As a saxophonist, observing music and translating it into a language of forms and patterns is often exciting and rewarding. This animation was created with an attempt to express this in a visual way to those who may not experience synaesthesia, but are interested by it.







Jack Coulter
when aged 11 the homework was to draw from life and all the other students arrived in with perfectly drawn fruit etc. but Jack had immersed a double page in colour
- he has idiosyncratic synesthesia which is when he feels emotionally stimulated within a specific situation, like staring at the sky etc.
- chromesthesia is his main type, hearing sound and seeing it as a colour
- the sensory overload affected him more as a child and gave him bad migraines
- he sometimes sees the condition to be draining and disorientating, but at other times he learns a lot from it and how he can visually represent these perceptions
- he has never once painted with a paint brush always using sticks, knives and broken glass 
- the aggressive titles of the pieces provoke an introspective experience for the viewer, allowing them to delve into one's interior rather than one's exterior
- his posts are often accompanied by type ups of text, either by him or others he admires
- the singer SOAK used his artwork for her album 'Before we forgot how to dream'



Melissa McCracken 
Melissa McCracken grew up with the neurological condition of synaesthesia, translating all songs as colours. She took this condition and translated it into a series of paintings inspired by her favourite musicians. She has chromesthesia which means that she spontaneously and involuntarily sees colours when listening to music.

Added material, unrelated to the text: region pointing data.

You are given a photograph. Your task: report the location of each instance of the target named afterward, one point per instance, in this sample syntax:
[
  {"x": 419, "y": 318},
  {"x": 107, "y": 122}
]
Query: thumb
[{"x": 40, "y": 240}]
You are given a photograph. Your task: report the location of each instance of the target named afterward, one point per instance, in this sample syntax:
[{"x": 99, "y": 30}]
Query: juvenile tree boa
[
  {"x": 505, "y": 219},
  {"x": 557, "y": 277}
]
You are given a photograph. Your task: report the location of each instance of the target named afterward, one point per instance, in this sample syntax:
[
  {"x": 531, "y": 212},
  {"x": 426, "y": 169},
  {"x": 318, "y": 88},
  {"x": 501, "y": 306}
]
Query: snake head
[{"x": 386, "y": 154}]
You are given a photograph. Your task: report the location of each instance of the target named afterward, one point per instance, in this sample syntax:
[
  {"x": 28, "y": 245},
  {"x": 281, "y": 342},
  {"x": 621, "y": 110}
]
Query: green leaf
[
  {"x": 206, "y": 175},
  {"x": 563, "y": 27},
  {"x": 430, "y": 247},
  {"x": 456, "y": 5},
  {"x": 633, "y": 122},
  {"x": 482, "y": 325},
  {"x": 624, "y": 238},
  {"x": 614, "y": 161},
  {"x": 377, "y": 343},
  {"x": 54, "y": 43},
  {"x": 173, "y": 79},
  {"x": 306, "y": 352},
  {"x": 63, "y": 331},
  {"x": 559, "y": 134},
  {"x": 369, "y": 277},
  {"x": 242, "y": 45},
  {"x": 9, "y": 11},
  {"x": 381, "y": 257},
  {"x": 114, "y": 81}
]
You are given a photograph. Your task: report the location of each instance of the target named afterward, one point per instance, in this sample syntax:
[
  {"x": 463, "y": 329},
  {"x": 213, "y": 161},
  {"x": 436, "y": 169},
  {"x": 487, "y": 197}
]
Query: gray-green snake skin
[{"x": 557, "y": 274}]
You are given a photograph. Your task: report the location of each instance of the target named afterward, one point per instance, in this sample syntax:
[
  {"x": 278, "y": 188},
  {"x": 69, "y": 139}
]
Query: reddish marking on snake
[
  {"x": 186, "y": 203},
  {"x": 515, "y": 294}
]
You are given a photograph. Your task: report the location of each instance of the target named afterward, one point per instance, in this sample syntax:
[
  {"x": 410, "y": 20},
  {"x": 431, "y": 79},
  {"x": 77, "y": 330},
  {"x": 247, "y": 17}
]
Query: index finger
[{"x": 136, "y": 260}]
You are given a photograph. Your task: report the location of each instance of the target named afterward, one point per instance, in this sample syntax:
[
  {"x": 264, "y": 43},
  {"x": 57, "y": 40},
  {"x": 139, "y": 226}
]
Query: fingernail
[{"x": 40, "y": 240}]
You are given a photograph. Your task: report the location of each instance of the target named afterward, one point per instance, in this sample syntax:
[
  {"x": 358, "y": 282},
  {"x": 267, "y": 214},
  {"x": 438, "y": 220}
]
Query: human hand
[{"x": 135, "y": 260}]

David Bowie - Life on Mars

Prince - Joy in repetition

Radiohead - All I need

Radiohed - Karma Police

Bon Iver - For Emma, forever ago

Jimi Hendrix - Little wing

Ordinal-linguistic personification
This type is known as ordinal-linguistic personification or OLP. The individual will associate ordered sequences with various personalities. Ordered sequences may include numbers, letters, months etc. For example, someone may look at the letter ‘A’ and think in his mind that ‘A’ is a rude letter.

Jesse Jaren

Graphic Designer Jesse Jaren’s portrayal of ordinal-linguistic (personification) is based on his observations of his wife’s recent discovery of her synaesthesia. The alphabet is an ordered sequence, so as a graphic designer he decided to illustrate a typeface based on the short descriptions of personalities she had assigned to each of the letters.








Number-form
A number form is a mental map that consists of numbers. When a person with number-form synaesthesia thinks about numbers, a number map is involuntarily visualised. Number forms are a product of 'cross-activation' between regions in the parietal lobe - a part of the brain that is involved in numerical and spatial cognition.